Kitty, Daisy & Lewis – Berlin, Admiralspalast

Höchst gegenwärtig: die Geschwister aus dem Londoner Norden.

Das Vorprogramm war pittoresk. Ein kreuzbraves Swing-Orchester, klapprige Steptänzer und eine Stripperin, bei der man froh sein konnte, dass sie am Ende mehr anbehielt, als sie ausgezogen hatte. Dem Publikum, beachtliche 1700 Köpfe stark, schienen die drolligen Darbietungen freilich nicht zu missfallen. Es wurde getanzt, geschwoft, gegockelt.

En-Vogue-Frisuren aus längst verflossenen Dekaden paradierten durch die Wandelgänge des Prachtbaus, Klamotten aus dem letzten halben Jahrhundert wiesen ihre Träger als bemitleidenswerte Fremdkörper aus. Kurzum, hier hatte sich eine Szene in Schale geworfen, für die Nostalgie kein Schimpfwort ist und Stilgefühl sowieso das höchste aller Gefühle. Sehen und gesehen werden.

Das änderte sich schlagartig, als sich der Vorhang für Kitty, Daisy & Lewis öffnete, und sich das Geschwister-Trio aus Londons Norden der betulichen Veranstaltung mit einem solchen Elan bemächtigte, dass manchem die Spucke wegblieb. Völlig unbekümmert legten die drei jugendlichen Multi-Instrumentalisten los, begleitet von Mom Ingrid am Standbass und Dad Graeme an der Rhythmus-Gitarre, leider indes sabotiert vom Mann am Mischpult, der die Mikros oft einen Tick zu spät aufmachte. Was auf der Bühne niemanden zu stören schien. In den Pubs, wo sich Kitty, Daisy &? Lewis ihre Sporen auf die beschwerliche Art verdienten, hatten sie es mit ganz anderem Unbill zu tun. Und so widmeten sie sich unprätentiös und unzeremoniell ihrem geliebten Repertoire aus Rhythm & Blues und Rockabilly, Bluegrass und Ska, letzteres assistiert vom legendären Skatalites-Trompeter Tan Tan.
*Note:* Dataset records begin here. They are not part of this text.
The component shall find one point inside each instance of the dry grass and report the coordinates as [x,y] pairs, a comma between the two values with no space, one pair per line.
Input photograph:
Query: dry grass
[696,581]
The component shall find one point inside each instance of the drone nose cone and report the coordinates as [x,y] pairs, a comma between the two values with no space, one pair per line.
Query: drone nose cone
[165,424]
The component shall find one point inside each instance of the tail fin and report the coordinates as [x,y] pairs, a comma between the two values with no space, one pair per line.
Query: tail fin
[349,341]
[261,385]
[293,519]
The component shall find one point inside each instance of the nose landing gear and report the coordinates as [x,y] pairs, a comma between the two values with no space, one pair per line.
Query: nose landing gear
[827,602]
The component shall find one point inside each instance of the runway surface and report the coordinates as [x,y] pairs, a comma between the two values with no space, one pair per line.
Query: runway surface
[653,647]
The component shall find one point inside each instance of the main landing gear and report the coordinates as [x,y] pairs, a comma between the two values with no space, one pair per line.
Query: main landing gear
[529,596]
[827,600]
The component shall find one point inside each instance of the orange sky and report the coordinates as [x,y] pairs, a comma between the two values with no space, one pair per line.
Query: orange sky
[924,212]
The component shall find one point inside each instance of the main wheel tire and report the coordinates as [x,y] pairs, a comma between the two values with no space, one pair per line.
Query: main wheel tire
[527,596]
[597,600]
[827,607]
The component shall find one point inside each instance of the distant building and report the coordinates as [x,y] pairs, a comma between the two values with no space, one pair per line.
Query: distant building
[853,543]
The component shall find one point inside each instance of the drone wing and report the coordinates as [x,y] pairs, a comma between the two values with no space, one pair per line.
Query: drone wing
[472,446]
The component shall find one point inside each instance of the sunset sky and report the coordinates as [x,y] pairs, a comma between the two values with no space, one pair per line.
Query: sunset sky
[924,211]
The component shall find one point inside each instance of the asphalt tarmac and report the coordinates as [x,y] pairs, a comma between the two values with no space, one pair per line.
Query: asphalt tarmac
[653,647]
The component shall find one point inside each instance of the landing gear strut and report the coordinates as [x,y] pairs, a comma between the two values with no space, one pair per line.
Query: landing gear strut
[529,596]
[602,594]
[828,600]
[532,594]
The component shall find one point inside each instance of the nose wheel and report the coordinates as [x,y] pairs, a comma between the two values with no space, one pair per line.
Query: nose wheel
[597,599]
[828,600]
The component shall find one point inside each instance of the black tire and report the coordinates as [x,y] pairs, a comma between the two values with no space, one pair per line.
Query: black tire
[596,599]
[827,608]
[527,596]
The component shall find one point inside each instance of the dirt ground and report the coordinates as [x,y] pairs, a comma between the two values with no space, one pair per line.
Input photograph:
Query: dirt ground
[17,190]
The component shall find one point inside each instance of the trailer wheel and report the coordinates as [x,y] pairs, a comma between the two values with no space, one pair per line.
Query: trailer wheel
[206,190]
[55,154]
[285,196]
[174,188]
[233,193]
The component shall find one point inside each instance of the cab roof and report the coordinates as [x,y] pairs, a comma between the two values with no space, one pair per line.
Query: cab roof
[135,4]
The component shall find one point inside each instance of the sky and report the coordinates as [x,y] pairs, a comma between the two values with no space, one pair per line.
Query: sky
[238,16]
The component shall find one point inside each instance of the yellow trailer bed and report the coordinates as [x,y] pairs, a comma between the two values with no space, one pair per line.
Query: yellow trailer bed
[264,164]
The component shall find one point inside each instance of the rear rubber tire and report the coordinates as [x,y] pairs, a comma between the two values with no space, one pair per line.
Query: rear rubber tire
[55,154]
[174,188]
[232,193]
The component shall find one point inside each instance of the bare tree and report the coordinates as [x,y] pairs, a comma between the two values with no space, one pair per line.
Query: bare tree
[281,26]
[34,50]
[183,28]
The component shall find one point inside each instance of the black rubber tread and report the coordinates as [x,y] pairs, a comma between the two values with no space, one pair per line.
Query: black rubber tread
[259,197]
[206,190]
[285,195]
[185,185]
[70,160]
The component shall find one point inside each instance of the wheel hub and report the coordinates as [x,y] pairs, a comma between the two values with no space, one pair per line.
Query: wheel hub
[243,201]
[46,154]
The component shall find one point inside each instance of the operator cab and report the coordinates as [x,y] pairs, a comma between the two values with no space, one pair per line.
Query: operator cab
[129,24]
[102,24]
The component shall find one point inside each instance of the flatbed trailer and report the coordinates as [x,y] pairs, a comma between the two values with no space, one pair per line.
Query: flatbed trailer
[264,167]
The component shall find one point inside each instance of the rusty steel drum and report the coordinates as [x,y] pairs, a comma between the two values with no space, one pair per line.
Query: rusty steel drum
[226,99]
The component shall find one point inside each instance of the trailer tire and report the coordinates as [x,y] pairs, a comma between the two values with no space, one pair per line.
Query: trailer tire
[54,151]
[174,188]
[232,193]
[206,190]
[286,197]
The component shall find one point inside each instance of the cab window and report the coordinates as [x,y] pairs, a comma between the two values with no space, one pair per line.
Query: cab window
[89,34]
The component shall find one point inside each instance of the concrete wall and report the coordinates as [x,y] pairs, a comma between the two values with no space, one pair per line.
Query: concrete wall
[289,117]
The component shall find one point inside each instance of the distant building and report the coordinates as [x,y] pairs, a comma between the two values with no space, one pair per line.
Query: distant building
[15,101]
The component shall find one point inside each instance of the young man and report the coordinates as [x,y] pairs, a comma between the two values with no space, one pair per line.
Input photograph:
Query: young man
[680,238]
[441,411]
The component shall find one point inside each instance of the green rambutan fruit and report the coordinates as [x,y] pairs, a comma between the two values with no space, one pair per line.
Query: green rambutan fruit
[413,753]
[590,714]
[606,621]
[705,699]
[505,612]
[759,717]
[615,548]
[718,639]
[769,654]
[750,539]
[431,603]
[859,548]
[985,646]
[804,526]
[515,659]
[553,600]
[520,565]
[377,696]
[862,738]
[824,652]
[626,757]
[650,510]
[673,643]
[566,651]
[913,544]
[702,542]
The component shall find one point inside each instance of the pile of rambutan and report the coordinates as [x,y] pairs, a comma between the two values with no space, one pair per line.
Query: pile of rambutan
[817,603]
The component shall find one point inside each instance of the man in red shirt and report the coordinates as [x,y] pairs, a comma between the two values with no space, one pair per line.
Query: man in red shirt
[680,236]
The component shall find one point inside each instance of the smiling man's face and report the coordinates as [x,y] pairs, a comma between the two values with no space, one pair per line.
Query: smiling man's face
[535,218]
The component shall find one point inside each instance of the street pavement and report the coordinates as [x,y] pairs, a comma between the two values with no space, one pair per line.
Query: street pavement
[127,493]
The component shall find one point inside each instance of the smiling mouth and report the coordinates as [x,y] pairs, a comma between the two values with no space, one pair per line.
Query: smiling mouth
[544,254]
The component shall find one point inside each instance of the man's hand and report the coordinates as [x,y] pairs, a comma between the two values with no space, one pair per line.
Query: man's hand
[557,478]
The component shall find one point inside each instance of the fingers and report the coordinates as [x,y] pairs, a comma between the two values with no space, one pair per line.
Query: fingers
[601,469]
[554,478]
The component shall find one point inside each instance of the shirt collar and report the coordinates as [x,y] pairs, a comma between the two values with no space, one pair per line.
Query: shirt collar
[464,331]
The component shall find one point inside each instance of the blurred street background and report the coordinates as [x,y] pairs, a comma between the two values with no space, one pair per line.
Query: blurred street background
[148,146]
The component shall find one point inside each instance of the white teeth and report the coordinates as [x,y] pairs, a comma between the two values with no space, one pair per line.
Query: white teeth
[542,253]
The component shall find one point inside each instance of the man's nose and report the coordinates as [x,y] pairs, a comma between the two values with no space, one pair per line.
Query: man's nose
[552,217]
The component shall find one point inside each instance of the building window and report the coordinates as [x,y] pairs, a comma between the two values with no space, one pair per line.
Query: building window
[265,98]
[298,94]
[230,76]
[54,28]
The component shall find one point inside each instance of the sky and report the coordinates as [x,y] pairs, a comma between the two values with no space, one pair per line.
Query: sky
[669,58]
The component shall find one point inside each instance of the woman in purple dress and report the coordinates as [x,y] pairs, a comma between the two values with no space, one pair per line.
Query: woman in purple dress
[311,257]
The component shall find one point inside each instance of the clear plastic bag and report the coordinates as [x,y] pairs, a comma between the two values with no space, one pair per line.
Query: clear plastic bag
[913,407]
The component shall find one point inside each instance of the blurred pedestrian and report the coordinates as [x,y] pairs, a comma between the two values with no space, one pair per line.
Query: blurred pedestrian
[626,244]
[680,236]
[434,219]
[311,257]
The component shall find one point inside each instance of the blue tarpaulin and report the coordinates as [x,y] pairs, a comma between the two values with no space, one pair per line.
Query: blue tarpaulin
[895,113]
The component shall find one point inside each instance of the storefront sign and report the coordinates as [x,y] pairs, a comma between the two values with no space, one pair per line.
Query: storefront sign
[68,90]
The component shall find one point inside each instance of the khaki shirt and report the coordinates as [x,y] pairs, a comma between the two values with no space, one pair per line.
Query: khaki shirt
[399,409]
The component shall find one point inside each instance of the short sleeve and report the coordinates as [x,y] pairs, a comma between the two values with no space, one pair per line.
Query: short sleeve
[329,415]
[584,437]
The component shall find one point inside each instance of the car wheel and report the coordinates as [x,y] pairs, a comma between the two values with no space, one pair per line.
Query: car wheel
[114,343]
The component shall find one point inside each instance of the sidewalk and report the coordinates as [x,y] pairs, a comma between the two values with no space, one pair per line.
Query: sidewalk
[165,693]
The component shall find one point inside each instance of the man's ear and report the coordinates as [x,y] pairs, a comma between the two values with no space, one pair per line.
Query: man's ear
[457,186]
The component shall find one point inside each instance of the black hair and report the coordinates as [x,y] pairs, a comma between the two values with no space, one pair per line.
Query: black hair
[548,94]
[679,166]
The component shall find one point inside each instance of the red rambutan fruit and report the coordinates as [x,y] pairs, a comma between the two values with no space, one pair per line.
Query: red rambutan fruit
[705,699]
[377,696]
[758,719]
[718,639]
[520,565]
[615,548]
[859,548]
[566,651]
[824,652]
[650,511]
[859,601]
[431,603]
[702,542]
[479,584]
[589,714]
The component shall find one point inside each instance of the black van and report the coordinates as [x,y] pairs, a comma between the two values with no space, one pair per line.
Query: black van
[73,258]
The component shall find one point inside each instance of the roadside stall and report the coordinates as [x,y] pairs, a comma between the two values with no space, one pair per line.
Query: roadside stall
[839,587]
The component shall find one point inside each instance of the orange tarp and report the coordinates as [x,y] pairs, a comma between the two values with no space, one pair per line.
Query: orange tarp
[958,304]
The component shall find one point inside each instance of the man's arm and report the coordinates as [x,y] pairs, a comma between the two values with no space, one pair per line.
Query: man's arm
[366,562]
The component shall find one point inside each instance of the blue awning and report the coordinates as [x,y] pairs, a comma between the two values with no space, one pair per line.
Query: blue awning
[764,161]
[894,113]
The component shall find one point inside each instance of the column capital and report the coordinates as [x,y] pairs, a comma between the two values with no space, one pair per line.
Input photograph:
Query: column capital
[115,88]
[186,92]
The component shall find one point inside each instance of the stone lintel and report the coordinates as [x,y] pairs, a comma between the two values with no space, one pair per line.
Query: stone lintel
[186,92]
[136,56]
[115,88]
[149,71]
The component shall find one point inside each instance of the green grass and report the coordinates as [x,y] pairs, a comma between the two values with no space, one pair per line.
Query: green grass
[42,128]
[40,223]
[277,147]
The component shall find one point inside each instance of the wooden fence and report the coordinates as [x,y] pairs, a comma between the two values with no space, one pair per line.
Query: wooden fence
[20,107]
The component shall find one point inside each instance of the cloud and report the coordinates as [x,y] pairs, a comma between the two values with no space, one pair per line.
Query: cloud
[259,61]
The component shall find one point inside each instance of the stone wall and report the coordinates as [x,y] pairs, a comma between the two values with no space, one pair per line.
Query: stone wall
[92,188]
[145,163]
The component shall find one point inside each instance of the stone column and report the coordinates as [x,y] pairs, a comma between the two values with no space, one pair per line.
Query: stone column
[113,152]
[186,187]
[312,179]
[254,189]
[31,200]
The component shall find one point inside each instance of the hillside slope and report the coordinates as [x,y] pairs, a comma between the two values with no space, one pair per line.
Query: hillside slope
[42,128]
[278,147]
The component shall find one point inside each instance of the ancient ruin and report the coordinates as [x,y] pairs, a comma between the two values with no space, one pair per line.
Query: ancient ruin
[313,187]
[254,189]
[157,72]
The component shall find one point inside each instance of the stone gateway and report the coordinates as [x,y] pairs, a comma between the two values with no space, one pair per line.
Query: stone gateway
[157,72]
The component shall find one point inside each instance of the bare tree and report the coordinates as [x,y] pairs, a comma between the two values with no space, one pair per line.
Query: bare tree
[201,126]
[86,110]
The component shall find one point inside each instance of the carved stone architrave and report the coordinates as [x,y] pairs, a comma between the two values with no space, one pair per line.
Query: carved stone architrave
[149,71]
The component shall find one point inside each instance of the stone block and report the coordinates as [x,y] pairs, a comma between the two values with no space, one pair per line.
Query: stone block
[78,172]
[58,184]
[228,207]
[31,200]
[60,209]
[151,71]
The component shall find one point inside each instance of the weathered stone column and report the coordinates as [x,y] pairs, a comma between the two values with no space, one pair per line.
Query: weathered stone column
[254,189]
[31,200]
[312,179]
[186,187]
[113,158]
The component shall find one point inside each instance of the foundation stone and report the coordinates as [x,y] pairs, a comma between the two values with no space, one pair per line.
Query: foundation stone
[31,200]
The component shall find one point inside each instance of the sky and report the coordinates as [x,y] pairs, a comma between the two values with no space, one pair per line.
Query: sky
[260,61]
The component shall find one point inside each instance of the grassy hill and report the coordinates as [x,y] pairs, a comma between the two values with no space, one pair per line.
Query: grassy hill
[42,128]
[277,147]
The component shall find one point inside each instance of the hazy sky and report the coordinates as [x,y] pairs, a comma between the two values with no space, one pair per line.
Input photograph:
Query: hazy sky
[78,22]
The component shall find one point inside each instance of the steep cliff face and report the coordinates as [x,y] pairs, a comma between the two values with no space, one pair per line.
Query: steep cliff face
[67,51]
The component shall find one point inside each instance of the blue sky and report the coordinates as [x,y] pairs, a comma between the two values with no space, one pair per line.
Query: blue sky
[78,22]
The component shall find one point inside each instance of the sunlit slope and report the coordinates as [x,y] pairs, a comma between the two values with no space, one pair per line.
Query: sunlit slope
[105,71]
Mitreißend! Vor allem, wenn Nesthäkchen Kitty ungestüm ihre Harmonica ins Spiel brachte, Daisy zum Akkordeon griff oder Lewis seiner Gitarre den erforderlichen Twang entlockte, nie perfekt, stets lustvoll. Schiere Musikalität statt penibler Traditionspflege, Stilsicherheit aus Passion: The kids are alright.